Hold timer (prevent flapping)¶
config system sdwan
config service
edit 1
set hold-down-time 30 # seconds before bringing member back after recovery
next
end
end
Prevents oscillation on a borderline link.
Per-rule behavior on SLA failure¶
In an SD-WAN rule:
- Auto — automatically falls to next member in priority list.
- Manual — sticks with the failed member regardless (use cautiously).
Visual Failover Test¶
- Network → SD-WAN → SD-WAN Members — note current member used.
- Physically unplug
wan1. - Within ~2-5 seconds: members reshuffles, traffic moves to
wan2. - Plug
wan1back in. Afterrecoverytime(and any hold-down), traffic returns.
Logging Failover Events¶
By default, SD-WAN logs major state changes:
# Recent failover events:
execute log filter category 1 # System
execute log display
Or in GUI: Log & Report → System Events, filter by subtype = sdwan.
CLI Equivalent¶
config system sdwan
set status enable
set neighbor-hold-down enable
set neighbor-hold-down-time 30
end
Common Issues¶
- Failover takes 30+ seconds.
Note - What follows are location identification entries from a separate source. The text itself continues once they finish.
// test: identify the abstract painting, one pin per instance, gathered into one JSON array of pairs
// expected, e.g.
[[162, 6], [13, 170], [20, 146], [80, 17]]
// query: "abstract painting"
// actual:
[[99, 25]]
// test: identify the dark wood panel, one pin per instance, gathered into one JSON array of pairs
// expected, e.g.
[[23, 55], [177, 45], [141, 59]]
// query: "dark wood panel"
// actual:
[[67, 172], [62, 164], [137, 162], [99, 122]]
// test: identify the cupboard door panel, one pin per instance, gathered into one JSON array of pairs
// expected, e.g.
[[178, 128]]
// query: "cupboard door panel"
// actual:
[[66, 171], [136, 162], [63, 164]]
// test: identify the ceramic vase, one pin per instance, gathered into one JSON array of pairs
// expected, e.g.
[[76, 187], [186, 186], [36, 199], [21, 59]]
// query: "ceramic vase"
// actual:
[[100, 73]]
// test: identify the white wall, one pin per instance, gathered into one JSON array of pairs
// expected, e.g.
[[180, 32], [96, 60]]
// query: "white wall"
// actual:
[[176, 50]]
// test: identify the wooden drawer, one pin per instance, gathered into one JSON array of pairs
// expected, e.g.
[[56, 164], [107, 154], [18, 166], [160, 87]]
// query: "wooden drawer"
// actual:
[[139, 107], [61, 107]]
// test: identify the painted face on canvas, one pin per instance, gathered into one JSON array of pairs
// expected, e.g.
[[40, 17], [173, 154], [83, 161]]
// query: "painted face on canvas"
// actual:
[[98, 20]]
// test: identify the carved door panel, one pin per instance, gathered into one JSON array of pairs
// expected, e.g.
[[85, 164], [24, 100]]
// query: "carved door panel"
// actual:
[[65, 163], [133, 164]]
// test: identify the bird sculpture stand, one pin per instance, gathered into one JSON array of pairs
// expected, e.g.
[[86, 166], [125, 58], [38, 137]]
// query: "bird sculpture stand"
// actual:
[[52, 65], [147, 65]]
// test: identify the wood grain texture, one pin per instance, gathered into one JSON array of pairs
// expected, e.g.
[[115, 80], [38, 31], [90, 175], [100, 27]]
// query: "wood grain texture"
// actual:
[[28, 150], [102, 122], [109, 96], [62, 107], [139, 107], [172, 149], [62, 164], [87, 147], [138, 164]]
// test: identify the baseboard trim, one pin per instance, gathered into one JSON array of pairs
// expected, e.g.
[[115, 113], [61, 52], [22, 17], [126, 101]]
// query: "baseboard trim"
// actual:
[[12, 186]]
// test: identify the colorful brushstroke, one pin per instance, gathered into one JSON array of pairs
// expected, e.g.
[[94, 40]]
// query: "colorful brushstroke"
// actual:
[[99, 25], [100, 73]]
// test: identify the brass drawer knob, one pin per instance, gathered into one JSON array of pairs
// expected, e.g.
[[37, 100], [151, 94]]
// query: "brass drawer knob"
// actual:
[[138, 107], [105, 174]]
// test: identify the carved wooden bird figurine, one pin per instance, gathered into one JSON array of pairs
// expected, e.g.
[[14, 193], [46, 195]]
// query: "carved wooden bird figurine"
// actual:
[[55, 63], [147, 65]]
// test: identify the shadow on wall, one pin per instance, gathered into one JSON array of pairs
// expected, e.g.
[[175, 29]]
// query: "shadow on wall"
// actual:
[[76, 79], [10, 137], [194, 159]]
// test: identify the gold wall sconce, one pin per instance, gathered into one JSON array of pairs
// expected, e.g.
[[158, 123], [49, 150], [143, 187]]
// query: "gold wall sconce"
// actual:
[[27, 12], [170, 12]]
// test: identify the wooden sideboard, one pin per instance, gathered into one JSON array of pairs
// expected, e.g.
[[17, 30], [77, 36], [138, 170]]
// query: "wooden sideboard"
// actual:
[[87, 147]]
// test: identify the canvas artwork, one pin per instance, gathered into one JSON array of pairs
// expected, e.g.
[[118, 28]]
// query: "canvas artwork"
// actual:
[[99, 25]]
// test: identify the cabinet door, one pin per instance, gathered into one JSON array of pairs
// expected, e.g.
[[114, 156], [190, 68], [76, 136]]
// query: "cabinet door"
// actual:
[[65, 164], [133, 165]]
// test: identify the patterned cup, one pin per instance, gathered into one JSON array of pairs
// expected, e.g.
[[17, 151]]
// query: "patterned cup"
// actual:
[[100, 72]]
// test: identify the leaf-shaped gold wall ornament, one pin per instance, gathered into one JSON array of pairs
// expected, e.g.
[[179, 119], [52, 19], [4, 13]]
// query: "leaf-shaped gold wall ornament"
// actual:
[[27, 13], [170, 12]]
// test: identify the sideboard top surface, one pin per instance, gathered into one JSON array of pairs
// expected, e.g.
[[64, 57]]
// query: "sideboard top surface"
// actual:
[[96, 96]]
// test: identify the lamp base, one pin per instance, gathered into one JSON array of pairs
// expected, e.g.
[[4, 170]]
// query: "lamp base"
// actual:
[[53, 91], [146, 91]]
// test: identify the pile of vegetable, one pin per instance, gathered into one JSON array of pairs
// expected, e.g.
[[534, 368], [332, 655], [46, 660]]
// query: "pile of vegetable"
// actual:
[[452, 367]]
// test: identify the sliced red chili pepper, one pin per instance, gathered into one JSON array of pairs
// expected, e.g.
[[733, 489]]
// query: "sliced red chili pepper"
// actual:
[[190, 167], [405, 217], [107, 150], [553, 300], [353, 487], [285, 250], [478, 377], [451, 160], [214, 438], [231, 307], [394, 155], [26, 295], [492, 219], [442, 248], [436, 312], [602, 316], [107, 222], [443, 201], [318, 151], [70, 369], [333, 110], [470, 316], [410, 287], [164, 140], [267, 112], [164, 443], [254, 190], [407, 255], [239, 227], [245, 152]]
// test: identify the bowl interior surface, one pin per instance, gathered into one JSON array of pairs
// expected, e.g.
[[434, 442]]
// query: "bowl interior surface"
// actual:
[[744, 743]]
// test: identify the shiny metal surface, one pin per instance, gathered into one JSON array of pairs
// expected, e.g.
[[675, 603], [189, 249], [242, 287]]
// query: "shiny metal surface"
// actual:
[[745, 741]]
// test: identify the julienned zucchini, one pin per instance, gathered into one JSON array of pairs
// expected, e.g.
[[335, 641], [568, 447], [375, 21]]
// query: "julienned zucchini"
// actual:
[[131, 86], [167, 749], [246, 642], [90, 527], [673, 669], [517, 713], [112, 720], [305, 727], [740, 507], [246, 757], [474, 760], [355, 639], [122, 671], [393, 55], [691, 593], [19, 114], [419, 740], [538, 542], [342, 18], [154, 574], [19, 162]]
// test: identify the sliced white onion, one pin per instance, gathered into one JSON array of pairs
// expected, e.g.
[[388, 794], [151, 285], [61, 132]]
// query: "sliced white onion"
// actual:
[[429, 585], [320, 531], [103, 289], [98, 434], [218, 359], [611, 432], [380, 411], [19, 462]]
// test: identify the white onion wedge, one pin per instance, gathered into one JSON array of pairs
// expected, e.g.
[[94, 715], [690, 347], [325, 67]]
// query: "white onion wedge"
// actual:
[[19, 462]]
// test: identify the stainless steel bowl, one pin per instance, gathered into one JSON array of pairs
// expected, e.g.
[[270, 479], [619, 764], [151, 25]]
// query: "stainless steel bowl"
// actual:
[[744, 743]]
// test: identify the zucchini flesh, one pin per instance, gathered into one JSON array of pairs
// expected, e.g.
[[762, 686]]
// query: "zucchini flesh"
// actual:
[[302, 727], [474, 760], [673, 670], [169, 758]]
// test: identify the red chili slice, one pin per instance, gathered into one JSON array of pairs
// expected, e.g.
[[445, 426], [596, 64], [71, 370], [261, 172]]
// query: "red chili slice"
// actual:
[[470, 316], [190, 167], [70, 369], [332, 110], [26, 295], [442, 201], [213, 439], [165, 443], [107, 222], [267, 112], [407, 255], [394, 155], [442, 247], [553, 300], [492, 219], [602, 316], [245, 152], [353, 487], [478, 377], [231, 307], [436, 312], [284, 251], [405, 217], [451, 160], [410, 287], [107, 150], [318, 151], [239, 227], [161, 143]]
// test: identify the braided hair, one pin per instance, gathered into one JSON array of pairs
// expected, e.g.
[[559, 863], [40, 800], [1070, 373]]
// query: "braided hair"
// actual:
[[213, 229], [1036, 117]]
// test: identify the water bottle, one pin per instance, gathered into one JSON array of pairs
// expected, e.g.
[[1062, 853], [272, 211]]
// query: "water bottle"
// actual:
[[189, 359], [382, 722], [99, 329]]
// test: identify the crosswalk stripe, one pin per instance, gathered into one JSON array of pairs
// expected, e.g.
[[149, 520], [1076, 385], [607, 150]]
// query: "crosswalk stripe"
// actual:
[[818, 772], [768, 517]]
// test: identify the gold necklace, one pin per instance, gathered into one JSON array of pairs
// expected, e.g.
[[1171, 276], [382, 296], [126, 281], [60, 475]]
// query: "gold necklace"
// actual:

Health-check too slow. Tighten interval and failtime.
- Failover is instant but app sessions still drop. Stateful apps can't survive WAN IP change. Use SD-WAN with same external IP (if BGP-advertised), or accept the reset for non-persistent apps.
- Constant flapping. Health check too aggressive, or actual link quality genuinely on the edge. Increase failtime + hold-down.
- Wan1 came back but traffic stays on wan2. No "preferred" member configured. Set priority in the rule.